Can you minimize?

The given integral is:- $f(x) = \int_{0}^{1} t|t-x|dt$ This can be broken into two parts. (Here we assume that $x$ lies between $0$ and $1$ ):- $f(x) = \int_{0}^{x} t(x-t) dt + \int_{x}^{1} t(t-x)dt$ Solving the above integral we get:- $f(x) = \dfrac{x^{3}}{3} -\dfrac{x}{2} + \dfrac{1}{3}$ Differentiating w.r.t. $x$ :- $f'(x) = x^{2}- \dfrac{1}{2}$ For minima, $f'(x)=0$ $x^{2}=\dfrac{1}{2}$ $x=\dfrac{1}{\sqrt{2}}$ Hence, $f(x) = \dfrac{1}{6\sqrt{2}} -\dfrac{1}{2\sqrt{2}} + \dfrac{1}{3}$ Hence, $f(x)= \dfrac{2-\sqrt{2}}{6}$ Therefore:- $\omega = 0.097631$

Note that $f(x) = \displaystyle \int_0^1 t|t-x|\ dt = \begin{cases} \displaystyle \int_0^1 t (t-x) \ dt & \text{for }x < t \\ \displaystyle \int_0^1 t (x-t) \ dt & \text{for }x \ge t \end{cases}$

For $x \le 0$ , $f(x) = \displaystyle \int_0^1 t(t-x) \ dt = \frac 13 - \frac x2$ $\implies \min (f(x)) = f(0) = \dfrac 13$ .

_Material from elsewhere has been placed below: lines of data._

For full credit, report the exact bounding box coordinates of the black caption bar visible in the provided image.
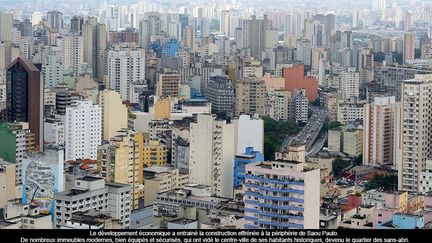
[1,230,429,243]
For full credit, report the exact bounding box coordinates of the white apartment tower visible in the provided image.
[341,67,360,100]
[363,97,402,167]
[399,75,432,192]
[107,46,145,102]
[0,12,13,42]
[188,114,235,199]
[43,48,64,88]
[65,100,101,161]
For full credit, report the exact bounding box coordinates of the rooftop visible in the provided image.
[169,218,197,225]
[78,176,103,182]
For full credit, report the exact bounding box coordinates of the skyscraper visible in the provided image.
[47,11,63,33]
[403,32,415,64]
[70,16,84,35]
[65,100,101,161]
[83,17,107,83]
[363,96,402,167]
[6,57,43,151]
[98,129,143,210]
[107,46,145,102]
[188,114,235,199]
[399,74,432,192]
[242,15,272,61]
[139,12,160,48]
[99,90,128,141]
[0,11,13,42]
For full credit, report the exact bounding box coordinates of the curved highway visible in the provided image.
[281,105,327,155]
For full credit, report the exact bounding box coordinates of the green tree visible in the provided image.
[365,174,398,191]
[263,117,300,160]
[328,121,342,130]
[354,155,363,166]
[332,158,351,178]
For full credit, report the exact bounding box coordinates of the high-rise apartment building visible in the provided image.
[139,12,160,48]
[6,57,43,150]
[183,25,195,50]
[156,69,180,98]
[189,114,235,199]
[403,32,415,64]
[65,100,101,161]
[0,11,13,42]
[0,122,31,195]
[241,15,272,61]
[363,97,402,167]
[235,78,266,117]
[143,140,168,167]
[243,161,320,229]
[70,16,84,36]
[60,35,84,77]
[99,90,128,141]
[205,75,235,116]
[43,48,64,88]
[375,66,432,101]
[98,129,143,209]
[340,67,360,100]
[293,89,309,124]
[83,17,107,82]
[107,46,145,102]
[47,11,63,33]
[399,75,432,192]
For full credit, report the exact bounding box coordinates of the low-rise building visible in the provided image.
[143,165,188,207]
[153,184,231,229]
[54,176,131,229]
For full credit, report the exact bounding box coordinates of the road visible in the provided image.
[306,132,327,157]
[280,105,327,155]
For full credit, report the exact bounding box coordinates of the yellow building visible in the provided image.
[98,129,143,209]
[143,165,189,206]
[143,140,168,167]
[99,90,128,140]
[154,97,171,120]
[0,159,16,209]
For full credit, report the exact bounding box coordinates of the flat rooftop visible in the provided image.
[169,218,197,225]
[78,176,103,182]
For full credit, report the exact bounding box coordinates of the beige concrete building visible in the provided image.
[98,129,143,209]
[99,90,128,141]
[328,129,342,153]
[235,78,266,116]
[143,166,188,206]
[363,96,402,167]
[143,140,168,167]
[0,159,15,209]
[189,114,236,199]
[154,97,172,120]
[399,75,432,192]
[243,60,263,78]
[274,144,305,163]
[156,69,180,98]
[76,74,98,103]
[343,128,362,157]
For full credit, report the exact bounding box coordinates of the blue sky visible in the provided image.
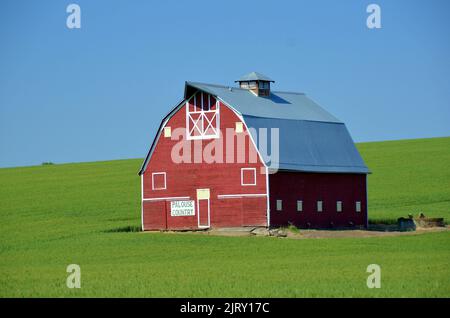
[1,0,449,168]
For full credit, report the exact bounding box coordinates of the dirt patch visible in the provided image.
[140,226,449,239]
[285,226,449,239]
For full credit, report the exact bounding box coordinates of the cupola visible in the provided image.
[235,71,274,97]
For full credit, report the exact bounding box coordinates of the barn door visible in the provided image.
[196,189,210,228]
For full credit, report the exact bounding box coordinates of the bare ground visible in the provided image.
[144,225,449,239]
[285,226,449,239]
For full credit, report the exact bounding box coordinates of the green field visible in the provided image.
[0,137,449,297]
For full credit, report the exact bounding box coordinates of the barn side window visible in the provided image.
[241,168,256,186]
[164,127,171,138]
[297,200,303,212]
[336,201,342,213]
[235,122,243,133]
[317,200,323,212]
[276,200,282,211]
[356,201,361,213]
[152,172,166,190]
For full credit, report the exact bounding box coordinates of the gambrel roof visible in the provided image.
[139,82,370,175]
[185,82,369,174]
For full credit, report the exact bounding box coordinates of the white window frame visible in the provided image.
[356,201,361,213]
[241,168,256,186]
[186,92,220,140]
[317,200,323,212]
[297,200,303,212]
[152,172,166,190]
[276,200,282,211]
[336,201,342,213]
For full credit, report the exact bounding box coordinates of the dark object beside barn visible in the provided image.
[397,216,416,232]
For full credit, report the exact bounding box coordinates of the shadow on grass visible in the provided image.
[367,218,399,232]
[367,224,400,232]
[103,225,142,233]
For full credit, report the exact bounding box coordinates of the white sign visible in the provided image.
[171,200,195,216]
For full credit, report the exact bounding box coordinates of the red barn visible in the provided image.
[138,72,370,230]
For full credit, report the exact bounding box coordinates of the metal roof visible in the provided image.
[185,82,369,174]
[243,116,370,174]
[185,82,341,123]
[139,81,370,175]
[235,71,275,83]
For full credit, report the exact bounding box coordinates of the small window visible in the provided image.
[297,200,303,212]
[240,81,249,89]
[241,168,256,186]
[317,201,323,212]
[164,127,171,138]
[336,201,342,212]
[248,81,257,89]
[356,201,361,213]
[259,81,269,89]
[152,172,166,190]
[276,200,282,211]
[235,122,243,133]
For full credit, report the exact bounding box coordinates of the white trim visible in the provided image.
[217,193,267,199]
[241,167,257,186]
[186,93,220,140]
[216,98,270,226]
[249,89,258,97]
[141,173,144,231]
[216,97,267,168]
[197,198,210,228]
[151,172,166,190]
[160,117,171,134]
[143,196,190,202]
[265,166,270,227]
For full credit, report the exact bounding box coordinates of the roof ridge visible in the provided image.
[242,114,343,125]
[186,81,305,95]
[271,90,305,96]
[186,81,245,90]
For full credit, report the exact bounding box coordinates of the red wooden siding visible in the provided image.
[142,94,268,230]
[269,172,367,228]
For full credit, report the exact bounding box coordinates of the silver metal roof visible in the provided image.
[185,82,369,174]
[185,82,341,123]
[235,71,275,82]
[243,116,370,173]
[138,81,370,175]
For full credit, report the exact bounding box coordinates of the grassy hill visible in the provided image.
[358,136,450,221]
[0,137,449,297]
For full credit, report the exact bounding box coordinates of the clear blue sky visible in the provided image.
[1,0,449,168]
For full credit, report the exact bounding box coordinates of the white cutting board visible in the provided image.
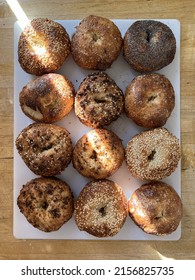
[14,19,181,240]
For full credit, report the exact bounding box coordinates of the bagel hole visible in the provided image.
[154,211,164,220]
[92,33,99,42]
[49,208,60,218]
[99,206,106,217]
[148,150,156,161]
[42,143,53,151]
[146,30,152,43]
[41,201,49,210]
[148,95,157,102]
[94,98,106,104]
[90,150,98,161]
[154,215,161,220]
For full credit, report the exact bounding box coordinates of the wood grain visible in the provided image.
[0,0,194,260]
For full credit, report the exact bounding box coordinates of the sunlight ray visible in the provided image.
[6,0,29,29]
[156,251,175,260]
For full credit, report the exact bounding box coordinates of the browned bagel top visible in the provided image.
[125,128,181,180]
[19,73,74,123]
[71,15,122,70]
[75,179,128,237]
[15,123,73,176]
[75,72,124,128]
[18,18,70,75]
[73,128,124,180]
[124,20,176,73]
[129,181,183,235]
[125,73,175,128]
[17,177,74,232]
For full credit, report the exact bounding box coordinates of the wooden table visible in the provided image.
[0,0,194,260]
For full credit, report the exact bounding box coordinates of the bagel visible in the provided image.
[17,177,74,232]
[18,18,70,75]
[72,128,124,179]
[125,128,181,180]
[123,20,176,73]
[128,181,183,235]
[125,73,175,128]
[15,123,73,176]
[71,15,122,70]
[75,72,124,128]
[19,73,74,123]
[74,179,128,237]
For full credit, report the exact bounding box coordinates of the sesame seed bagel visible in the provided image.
[71,15,122,70]
[72,128,124,180]
[18,18,70,75]
[128,181,183,235]
[17,177,74,232]
[125,128,181,180]
[19,73,75,123]
[123,20,176,73]
[125,73,175,128]
[75,179,128,237]
[75,72,124,128]
[15,123,73,176]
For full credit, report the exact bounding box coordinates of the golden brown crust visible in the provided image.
[125,74,175,128]
[75,72,124,128]
[128,181,183,235]
[123,20,176,73]
[72,128,124,179]
[71,15,122,70]
[125,128,181,180]
[18,18,70,75]
[15,123,73,176]
[75,179,128,237]
[17,177,74,232]
[19,73,74,123]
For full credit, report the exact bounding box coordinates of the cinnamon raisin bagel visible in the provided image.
[125,128,181,180]
[125,73,175,128]
[128,181,183,235]
[123,20,176,73]
[71,15,122,70]
[17,177,74,232]
[75,72,124,128]
[19,73,74,123]
[75,179,128,237]
[72,128,124,179]
[18,18,70,75]
[15,123,73,176]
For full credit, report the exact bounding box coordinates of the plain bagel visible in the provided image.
[19,73,75,123]
[128,181,183,235]
[125,73,175,128]
[72,128,124,180]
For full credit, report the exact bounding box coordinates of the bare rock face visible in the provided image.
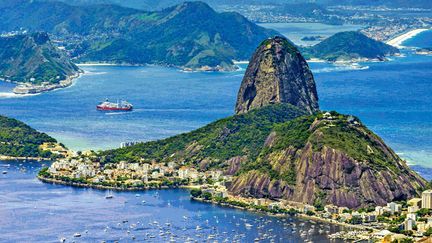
[235,36,319,114]
[228,116,426,209]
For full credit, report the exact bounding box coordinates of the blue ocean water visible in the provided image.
[0,161,343,242]
[0,24,429,160]
[0,66,241,150]
[0,24,431,242]
[258,22,363,46]
[1,37,431,168]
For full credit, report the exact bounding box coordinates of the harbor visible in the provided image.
[0,160,343,242]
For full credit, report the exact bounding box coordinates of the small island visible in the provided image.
[301,35,325,42]
[302,31,400,63]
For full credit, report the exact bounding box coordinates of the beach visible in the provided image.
[386,28,429,48]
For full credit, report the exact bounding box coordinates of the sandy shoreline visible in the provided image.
[76,63,133,67]
[386,28,429,48]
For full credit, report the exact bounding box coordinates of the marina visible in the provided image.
[0,160,344,242]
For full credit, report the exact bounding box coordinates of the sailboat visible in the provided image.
[105,190,114,199]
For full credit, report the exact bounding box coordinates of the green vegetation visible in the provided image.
[302,31,399,62]
[416,208,432,217]
[190,189,202,198]
[0,115,57,158]
[424,227,432,237]
[100,103,306,168]
[0,32,79,84]
[99,103,414,190]
[0,1,277,70]
[38,167,50,177]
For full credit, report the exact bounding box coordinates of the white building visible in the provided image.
[407,213,417,221]
[387,202,401,214]
[408,205,419,213]
[405,218,415,231]
[422,190,432,209]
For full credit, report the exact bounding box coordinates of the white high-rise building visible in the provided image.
[422,190,432,209]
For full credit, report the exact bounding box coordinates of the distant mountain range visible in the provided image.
[302,31,400,62]
[41,0,432,10]
[0,32,79,84]
[0,1,277,70]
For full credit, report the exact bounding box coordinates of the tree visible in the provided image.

For $x \ge 0$ , $f(x) = \displaystyle \int_0^1 t(x-t) \ dt = \frac x2 - \frac 13$ $\implies \min (f(x)) = f(1) = \dfrac 16$ .

For $0 < x < 1$ ,

$\begin{aligned} f(x) & = \int_0^1 t |t-x| \ dt \\ & = \underbrace{\int_0^x t (x-t) \ dt}_{t < x} + \underbrace{\int_x^1 t (t-x) \ dt}_{t> x} \\ & = \frac {x^3}2 - \frac {x^3}3 + \frac 13 - \frac x2 - \frac {x^3}3 + \frac {x^3}2 \\ & = \frac {x^3}3 - \frac x2 + \frac 13 \\ \implies f'(x) & = x^2 - \frac 12 & \small \color{#3D99F6} \text{Equating to }0 \\ x & = \frac 1{\sqrt 2} & \small \color{#3D99F6} \text{Since }0 < x < 1 \\ \implies \min(f(x)) & = f \left(\frac 1{\sqrt 2}\right) = \frac {2-\sqrt 2}6 \approx 0.097631 & \small \color{#3D99F6} \text{Since }f'' \left(\frac 1{\sqrt 2}\right) > 0 \end{aligned}$

Therefore, $\lfloor 1000\omega \rfloor = \boxed{97}$ .